Evangelist and missionary Franklin Graham took to Facebook to share the news and condemn the Biden administration for its "government overreach" and applauded the "boldness" of College Of The Ozarks President Dr. Jerry Davis for pushing forward with the lawsuit that opposes forcing Christian schools to let biological makes join females in dorms and bathrooms.

"Religious freedom is under attack in America, and we won't stand on the sidelines and watch. To threaten religious freedom is to threaten America itself," Davis declared. "College of the Ozarks will not allow politicians to erode this essential American right or the ideals that shaped America's founding."

According to Forbes, the College Of The Ozarks and its 1,500 students are being represented by Alliance Defending Freedom (ADF), a non-profit advocacy group for conservative legal causes whose headquarters are in Scottsdale, Arizona. In the Missouri college's lawsuit against the Biden administration, ADF hopes to "protect the school's ability to prevent transgender students from living in dormitories that align with those students' gender identity."

In 2018, the College Of The Ozarks was listed by Forbes as the 270th top college, with a 91% admissions yield higher than that of Harvard at 82%. Dubbed as the "Bible Belt Ivy'' and known as "Hard Work U," the college offers room and board for $7,900 a year. According to Springfield News-Leader, students who work on campus may also graduate free of debt.

While the lawsuit says that the College Of The Ozarks teaches its students that all individuals must be treated with dignity, grace, and love "whatever their sexual beliefs" and will allow students who have experienced same-sex attractions and relations to enroll in the school, the college argues that "sex as determined at birth is a person's God-given, objective gender, whether or not it differs from their internal sense of 'gender identity.'"

ADF Senior Counsel Julie Marie Blake, speaking up for the College Of The Ozarks, said "The government cannot and should not force schools to open girls' dorms to males based on its politically motivated and inappropriate redefinition of 'sex,'"

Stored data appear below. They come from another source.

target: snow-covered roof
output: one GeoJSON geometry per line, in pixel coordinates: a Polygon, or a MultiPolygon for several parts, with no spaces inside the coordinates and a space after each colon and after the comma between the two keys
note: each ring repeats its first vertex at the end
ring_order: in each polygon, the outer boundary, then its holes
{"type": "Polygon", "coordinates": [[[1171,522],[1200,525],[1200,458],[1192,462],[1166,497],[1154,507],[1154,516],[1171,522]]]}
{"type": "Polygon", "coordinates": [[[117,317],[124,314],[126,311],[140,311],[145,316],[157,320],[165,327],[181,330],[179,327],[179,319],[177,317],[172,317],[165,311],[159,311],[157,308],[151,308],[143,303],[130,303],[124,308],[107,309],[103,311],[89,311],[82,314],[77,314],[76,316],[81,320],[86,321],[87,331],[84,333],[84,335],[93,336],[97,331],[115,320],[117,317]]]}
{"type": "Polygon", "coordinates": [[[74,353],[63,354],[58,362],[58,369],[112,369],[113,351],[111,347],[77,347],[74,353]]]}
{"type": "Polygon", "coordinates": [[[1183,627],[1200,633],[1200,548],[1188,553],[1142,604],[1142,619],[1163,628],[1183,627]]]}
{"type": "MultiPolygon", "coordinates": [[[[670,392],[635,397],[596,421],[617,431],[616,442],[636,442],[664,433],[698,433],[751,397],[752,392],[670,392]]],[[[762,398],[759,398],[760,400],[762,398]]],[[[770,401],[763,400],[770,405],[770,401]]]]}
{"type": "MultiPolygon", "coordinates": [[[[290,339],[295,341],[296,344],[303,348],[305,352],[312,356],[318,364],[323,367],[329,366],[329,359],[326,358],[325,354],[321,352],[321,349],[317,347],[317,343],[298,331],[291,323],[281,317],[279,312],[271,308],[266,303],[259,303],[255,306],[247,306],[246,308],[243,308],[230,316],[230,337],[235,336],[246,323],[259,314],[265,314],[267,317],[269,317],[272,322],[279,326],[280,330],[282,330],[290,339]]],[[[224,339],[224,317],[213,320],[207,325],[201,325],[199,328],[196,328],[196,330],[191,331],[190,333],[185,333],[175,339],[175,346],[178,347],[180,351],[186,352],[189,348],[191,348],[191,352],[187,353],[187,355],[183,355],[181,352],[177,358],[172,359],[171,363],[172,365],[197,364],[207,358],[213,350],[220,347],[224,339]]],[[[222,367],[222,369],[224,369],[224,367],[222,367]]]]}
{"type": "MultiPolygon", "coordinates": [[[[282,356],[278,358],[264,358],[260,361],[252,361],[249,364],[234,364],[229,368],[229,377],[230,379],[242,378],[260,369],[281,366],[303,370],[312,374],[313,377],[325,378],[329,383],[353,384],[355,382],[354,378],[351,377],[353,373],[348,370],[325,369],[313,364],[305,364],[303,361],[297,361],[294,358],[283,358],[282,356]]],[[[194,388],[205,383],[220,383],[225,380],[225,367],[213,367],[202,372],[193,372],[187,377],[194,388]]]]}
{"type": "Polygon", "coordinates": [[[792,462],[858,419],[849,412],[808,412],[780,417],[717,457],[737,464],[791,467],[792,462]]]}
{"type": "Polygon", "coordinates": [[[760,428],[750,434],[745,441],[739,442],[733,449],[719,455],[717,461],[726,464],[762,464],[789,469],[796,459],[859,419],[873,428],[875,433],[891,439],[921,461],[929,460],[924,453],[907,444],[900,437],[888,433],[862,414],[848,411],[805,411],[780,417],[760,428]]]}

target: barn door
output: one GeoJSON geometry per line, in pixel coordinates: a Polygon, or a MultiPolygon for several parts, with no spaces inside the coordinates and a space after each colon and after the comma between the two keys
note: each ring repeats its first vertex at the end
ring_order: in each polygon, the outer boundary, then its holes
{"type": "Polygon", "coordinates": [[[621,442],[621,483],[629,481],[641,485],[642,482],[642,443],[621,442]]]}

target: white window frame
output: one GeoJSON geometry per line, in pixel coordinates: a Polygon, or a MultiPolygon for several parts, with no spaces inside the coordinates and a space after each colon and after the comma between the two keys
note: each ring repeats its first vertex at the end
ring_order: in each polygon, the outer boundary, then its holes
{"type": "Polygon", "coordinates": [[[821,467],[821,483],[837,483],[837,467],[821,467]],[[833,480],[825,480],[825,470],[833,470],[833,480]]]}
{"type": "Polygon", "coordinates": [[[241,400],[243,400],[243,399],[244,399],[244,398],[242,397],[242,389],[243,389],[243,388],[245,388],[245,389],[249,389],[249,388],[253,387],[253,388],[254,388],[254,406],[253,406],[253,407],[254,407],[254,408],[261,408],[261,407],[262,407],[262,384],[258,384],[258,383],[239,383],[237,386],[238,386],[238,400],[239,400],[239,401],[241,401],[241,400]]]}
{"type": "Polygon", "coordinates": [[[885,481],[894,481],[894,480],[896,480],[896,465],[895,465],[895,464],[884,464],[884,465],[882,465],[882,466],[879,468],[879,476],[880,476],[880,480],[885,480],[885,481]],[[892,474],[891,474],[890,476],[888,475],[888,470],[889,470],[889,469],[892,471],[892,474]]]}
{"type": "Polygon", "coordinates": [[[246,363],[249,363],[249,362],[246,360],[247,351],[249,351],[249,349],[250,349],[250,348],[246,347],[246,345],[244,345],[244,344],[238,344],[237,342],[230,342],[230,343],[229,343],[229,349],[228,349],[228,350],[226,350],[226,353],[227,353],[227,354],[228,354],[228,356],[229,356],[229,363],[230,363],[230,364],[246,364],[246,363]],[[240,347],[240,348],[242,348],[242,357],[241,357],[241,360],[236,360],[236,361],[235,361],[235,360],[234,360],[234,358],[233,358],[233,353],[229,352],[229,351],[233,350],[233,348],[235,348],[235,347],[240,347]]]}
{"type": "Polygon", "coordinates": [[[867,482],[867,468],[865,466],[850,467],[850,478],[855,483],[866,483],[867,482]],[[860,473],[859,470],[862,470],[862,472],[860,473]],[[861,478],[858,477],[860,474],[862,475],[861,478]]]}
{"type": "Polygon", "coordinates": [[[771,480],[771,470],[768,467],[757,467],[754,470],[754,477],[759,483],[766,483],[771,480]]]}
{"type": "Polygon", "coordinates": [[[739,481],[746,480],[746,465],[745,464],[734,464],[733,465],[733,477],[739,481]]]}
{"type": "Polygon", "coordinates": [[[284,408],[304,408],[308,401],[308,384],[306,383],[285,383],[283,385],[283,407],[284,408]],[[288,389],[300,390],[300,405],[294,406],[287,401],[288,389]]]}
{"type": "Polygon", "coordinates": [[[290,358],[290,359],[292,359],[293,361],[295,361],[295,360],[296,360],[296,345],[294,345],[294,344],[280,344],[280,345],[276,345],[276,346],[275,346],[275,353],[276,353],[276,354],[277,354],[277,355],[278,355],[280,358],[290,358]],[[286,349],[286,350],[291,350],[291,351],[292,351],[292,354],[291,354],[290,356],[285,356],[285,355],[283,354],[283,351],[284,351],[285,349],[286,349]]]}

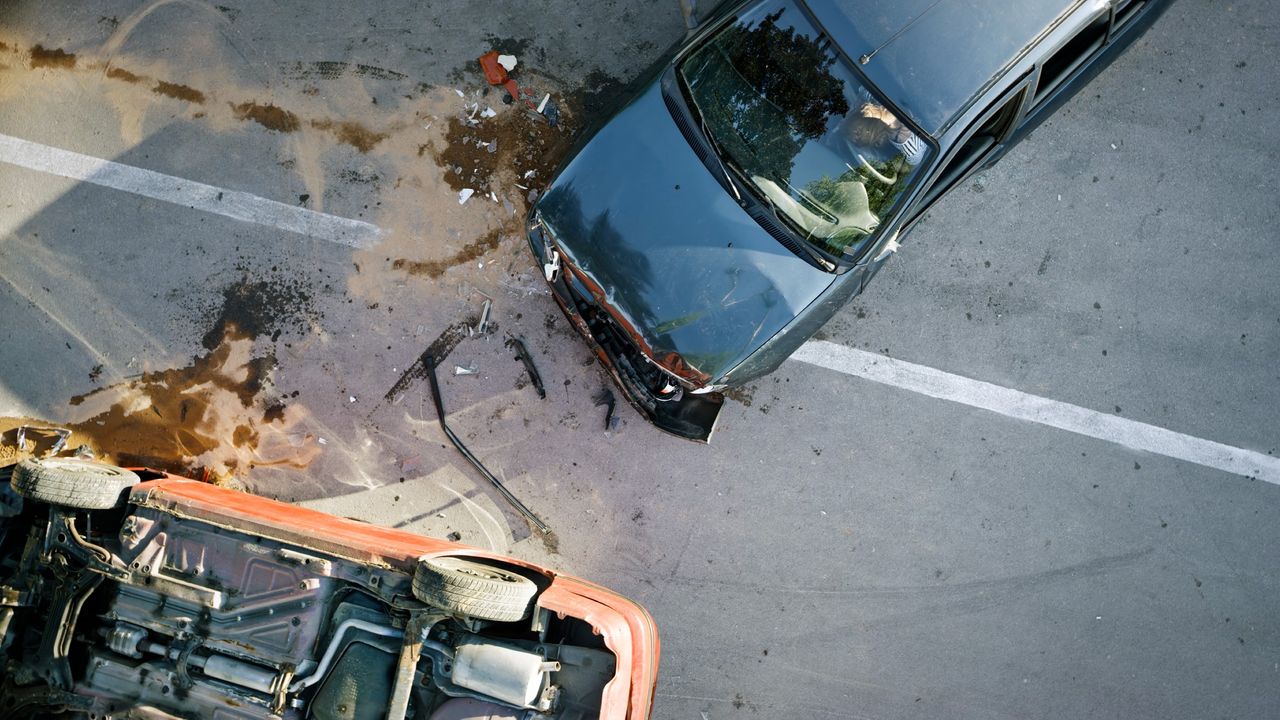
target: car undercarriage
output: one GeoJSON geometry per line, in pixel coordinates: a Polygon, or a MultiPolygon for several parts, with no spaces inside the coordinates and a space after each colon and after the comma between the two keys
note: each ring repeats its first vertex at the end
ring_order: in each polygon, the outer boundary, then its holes
{"type": "Polygon", "coordinates": [[[528,568],[344,557],[194,517],[145,471],[0,472],[4,717],[600,717],[616,657],[528,568]]]}

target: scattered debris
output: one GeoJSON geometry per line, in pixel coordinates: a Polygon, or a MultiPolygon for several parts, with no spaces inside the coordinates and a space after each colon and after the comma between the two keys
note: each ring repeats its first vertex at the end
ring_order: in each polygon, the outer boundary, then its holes
{"type": "MultiPolygon", "coordinates": [[[[490,85],[501,85],[506,88],[507,95],[512,101],[519,100],[522,95],[520,86],[507,74],[507,67],[500,62],[501,58],[502,55],[499,55],[497,50],[490,50],[480,56],[480,69],[484,71],[484,79],[489,81],[490,85]]],[[[514,68],[515,64],[512,63],[511,66],[514,68]]],[[[528,100],[525,102],[529,103],[529,107],[533,107],[533,103],[528,100]]]]}
{"type": "Polygon", "coordinates": [[[484,110],[480,111],[480,117],[482,118],[497,117],[497,115],[498,115],[498,111],[494,110],[491,107],[486,107],[484,110]]]}
{"type": "Polygon", "coordinates": [[[476,194],[476,191],[475,191],[475,190],[472,190],[471,188],[463,188],[463,189],[459,190],[459,191],[458,191],[458,204],[459,204],[459,205],[466,205],[466,204],[467,204],[467,201],[471,199],[471,196],[472,196],[472,195],[475,195],[475,194],[476,194]]]}
{"type": "Polygon", "coordinates": [[[355,395],[348,395],[348,396],[347,396],[347,402],[351,402],[351,403],[353,403],[353,402],[355,402],[355,401],[356,401],[356,396],[355,396],[355,395]]]}
{"type": "Polygon", "coordinates": [[[524,363],[525,372],[529,373],[529,380],[533,383],[533,389],[538,391],[538,397],[546,400],[547,389],[542,385],[542,376],[538,374],[538,368],[533,364],[533,356],[529,355],[529,348],[525,347],[524,340],[508,336],[506,345],[515,350],[516,359],[524,363]]]}
{"type": "MultiPolygon", "coordinates": [[[[516,68],[516,58],[514,55],[500,55],[497,50],[490,50],[481,55],[479,58],[480,69],[484,71],[484,78],[490,85],[500,85],[507,91],[507,98],[503,98],[503,102],[514,102],[516,100],[524,100],[525,105],[529,106],[538,115],[542,115],[547,122],[554,126],[560,120],[560,108],[555,103],[551,103],[551,93],[546,93],[542,97],[542,101],[537,105],[533,104],[533,98],[537,95],[533,94],[528,88],[520,87],[509,74],[516,68]],[[550,105],[548,105],[550,103],[550,105]],[[545,111],[545,112],[544,112],[545,111]]],[[[483,116],[490,117],[490,116],[483,116]]]]}
{"type": "MultiPolygon", "coordinates": [[[[400,376],[400,379],[396,380],[396,383],[391,386],[391,389],[382,396],[379,406],[384,403],[395,405],[400,402],[401,397],[403,397],[409,390],[409,386],[411,386],[415,380],[419,380],[427,376],[427,361],[430,360],[434,365],[443,363],[445,358],[449,357],[449,353],[453,352],[453,349],[458,347],[458,343],[462,342],[463,338],[467,337],[467,330],[468,326],[464,323],[454,323],[445,328],[444,332],[440,333],[440,336],[437,337],[426,350],[422,351],[422,354],[418,359],[413,361],[413,364],[409,366],[409,369],[405,370],[404,374],[400,376]]],[[[417,334],[421,335],[425,331],[425,327],[421,325],[418,326],[417,334]]],[[[374,410],[377,409],[377,407],[374,408],[374,410]]],[[[372,411],[370,411],[370,416],[372,416],[372,411]]]]}
{"type": "Polygon", "coordinates": [[[551,127],[555,127],[557,124],[559,124],[560,122],[560,106],[559,105],[556,105],[555,103],[551,103],[550,105],[547,106],[547,109],[542,114],[544,117],[547,118],[547,124],[550,125],[551,127]]]}
{"type": "Polygon", "coordinates": [[[476,370],[476,366],[474,363],[471,365],[467,365],[466,367],[463,367],[462,365],[453,366],[454,375],[475,375],[477,372],[478,371],[476,370]]]}
{"type": "Polygon", "coordinates": [[[461,542],[461,541],[462,541],[462,533],[458,532],[457,530],[454,530],[453,532],[449,533],[448,535],[445,535],[445,537],[449,539],[449,542],[461,542]]]}
{"type": "Polygon", "coordinates": [[[596,396],[593,399],[595,400],[596,407],[604,405],[605,432],[609,432],[610,430],[617,428],[618,417],[613,414],[613,411],[618,407],[618,399],[614,397],[613,391],[609,388],[603,388],[600,392],[596,393],[596,396]]]}
{"type": "MultiPolygon", "coordinates": [[[[27,450],[27,433],[51,433],[56,435],[58,439],[53,443],[46,455],[53,456],[62,452],[62,448],[67,445],[67,438],[71,437],[71,431],[60,427],[42,427],[39,425],[19,425],[17,433],[14,435],[13,444],[18,446],[18,450],[26,452],[27,450]]],[[[32,441],[32,451],[39,447],[38,441],[32,441]]]]}
{"type": "Polygon", "coordinates": [[[489,314],[493,311],[493,301],[486,299],[484,301],[484,309],[480,311],[480,324],[476,326],[476,332],[485,335],[489,332],[489,314]]]}
{"type": "Polygon", "coordinates": [[[530,524],[544,535],[550,534],[551,528],[546,523],[542,522],[542,520],[535,515],[532,510],[526,507],[524,503],[520,502],[520,499],[513,495],[511,491],[502,484],[501,480],[499,480],[493,473],[489,472],[489,469],[480,462],[479,458],[472,455],[471,451],[467,449],[467,446],[462,444],[462,440],[460,440],[457,435],[454,435],[453,431],[449,429],[449,425],[444,419],[444,402],[440,398],[440,381],[436,379],[435,358],[425,355],[423,357],[423,361],[427,371],[427,380],[429,380],[431,384],[431,400],[436,406],[436,420],[439,421],[440,429],[444,431],[445,437],[449,438],[449,442],[453,443],[453,446],[458,449],[458,452],[462,453],[462,456],[475,466],[476,470],[479,470],[480,474],[484,475],[485,479],[497,489],[507,502],[511,503],[512,507],[520,511],[520,514],[524,515],[525,519],[527,519],[530,524]]]}

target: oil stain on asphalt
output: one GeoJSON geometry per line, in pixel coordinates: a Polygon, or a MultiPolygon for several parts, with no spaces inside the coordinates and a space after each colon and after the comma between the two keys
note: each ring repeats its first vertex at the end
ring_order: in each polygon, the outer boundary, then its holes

"Women shouldn't be forced to share private spaces-including showers and dorm rooms-with males, and religious schools shouldn't be punished simply because of their beliefs about marriage and biological sex," Blake added. "Government overreach by the Biden administration continues to victimize women, girls, and people of faith by gutting their legal protections, and it must be stopped."

The lawsuit filed by the College Of The Ozarks that protests religious freedom rights names President Joe Biden, U.S. Department of Housing and Urban Development, and its two officials, Marcia Fudge and Jeanine Worden. The Missouri college is demanding a jury trial and seeks costs and attorney fees as stipulated in the Religious Freedom Restoration Act and the Equal Access to Justice Act.